Why am I establishing such a baseline of thought in this post? Well, because I took my daughter and a couple of friends to the mall this past weekend. I spent the afternoon with 3 young teenage girls giggling and chattering in a foreign tongue. Well, it might as well have been foreign. I couldn't understand most of it.
But you know, thinking back on it, I now know they didn't really use words most of the time, or at least not real words. They would make noises and hand gestures and all three would burst into giggles. I started imagining it like a nature documentary:
Jim followed the pack of females in their natural habitat and studied their primitive communication abilities. There is no clear leader in the pack and at times will demonstrate random flocking behavior. Once they have eyed their prey, they all go on alert and their posture changes. Watching them, I feel somewhat sorry for the store clerks that they are about to pounce on. But we must remind ourselves that this is just the food chain out here in the wild malls of the American wasteland.
Well, anyway the shopping excursion was at least entertaining from the standpoint of watching the girls just be girls and do girl things. I just kind of remained in the shadows, trying not to embarrass them and producing my wallet when called on.
But after the mall, I found myself at the movie theater. And what did we see? Batman Begins just opened. Did we see that? No. Star Wars is still playing. Did we see that? No. I saw the teenage girl movie of the summer: The Sisterhood of the Traveling Pants.
Yes I watched it. And I have to admit, I actually liked it. Now there is plenty that as a man I found too laden with estrogen to really get. But as a father, I watched it from a different perspective. The perspective of teenage girls trying to overcome emotional pain and just trying to grow up in sometimes difficult circumstances. There are some positives to that movie. And there are some negatives. But since I am about seeing the positives more often lately, I will stick with those.

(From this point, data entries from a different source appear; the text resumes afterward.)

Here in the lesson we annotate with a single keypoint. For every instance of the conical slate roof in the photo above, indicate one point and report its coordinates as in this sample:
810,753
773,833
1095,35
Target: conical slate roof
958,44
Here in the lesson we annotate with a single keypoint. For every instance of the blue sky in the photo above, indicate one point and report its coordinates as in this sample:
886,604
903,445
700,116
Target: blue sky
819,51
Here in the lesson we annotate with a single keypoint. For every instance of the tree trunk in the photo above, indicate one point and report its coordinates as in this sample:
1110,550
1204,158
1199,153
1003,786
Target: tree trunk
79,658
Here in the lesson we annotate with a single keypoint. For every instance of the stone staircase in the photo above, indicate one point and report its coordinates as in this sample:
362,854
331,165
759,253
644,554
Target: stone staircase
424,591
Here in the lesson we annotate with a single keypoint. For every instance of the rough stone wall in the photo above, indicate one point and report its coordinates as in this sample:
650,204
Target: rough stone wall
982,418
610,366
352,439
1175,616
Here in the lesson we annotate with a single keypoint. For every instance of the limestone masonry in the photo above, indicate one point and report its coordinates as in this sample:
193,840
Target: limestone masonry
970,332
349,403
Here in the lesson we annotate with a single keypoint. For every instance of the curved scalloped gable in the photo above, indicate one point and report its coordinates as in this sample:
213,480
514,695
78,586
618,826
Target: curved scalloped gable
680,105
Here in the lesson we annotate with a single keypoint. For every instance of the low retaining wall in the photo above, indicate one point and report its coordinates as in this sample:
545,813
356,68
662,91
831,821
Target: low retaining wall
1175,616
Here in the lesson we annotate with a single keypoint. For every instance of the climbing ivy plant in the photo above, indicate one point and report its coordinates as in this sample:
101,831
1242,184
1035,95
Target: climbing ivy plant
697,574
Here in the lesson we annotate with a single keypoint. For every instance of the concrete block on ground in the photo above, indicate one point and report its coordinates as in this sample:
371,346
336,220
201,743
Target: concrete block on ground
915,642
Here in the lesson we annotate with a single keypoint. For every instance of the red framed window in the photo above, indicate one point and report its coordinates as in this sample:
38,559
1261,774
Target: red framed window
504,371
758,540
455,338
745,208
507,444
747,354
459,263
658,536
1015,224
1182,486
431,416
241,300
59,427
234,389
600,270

Fathers, take your daughters shopping. Take them to the movies. Be involved. Listen to them. And maybe they will never have to make a movie about their messed up teen years :-)
1 comment:
I hate shopping but I love, every now and then, take my 10 year old daughter shopping. I just let her pick anything she wants, we go to the dressing room and I just stand there and watch. The process is totally amazing. We almost never buy anything. This process is really for her to see what kind of person she is and I think I will always remember these shopping trips.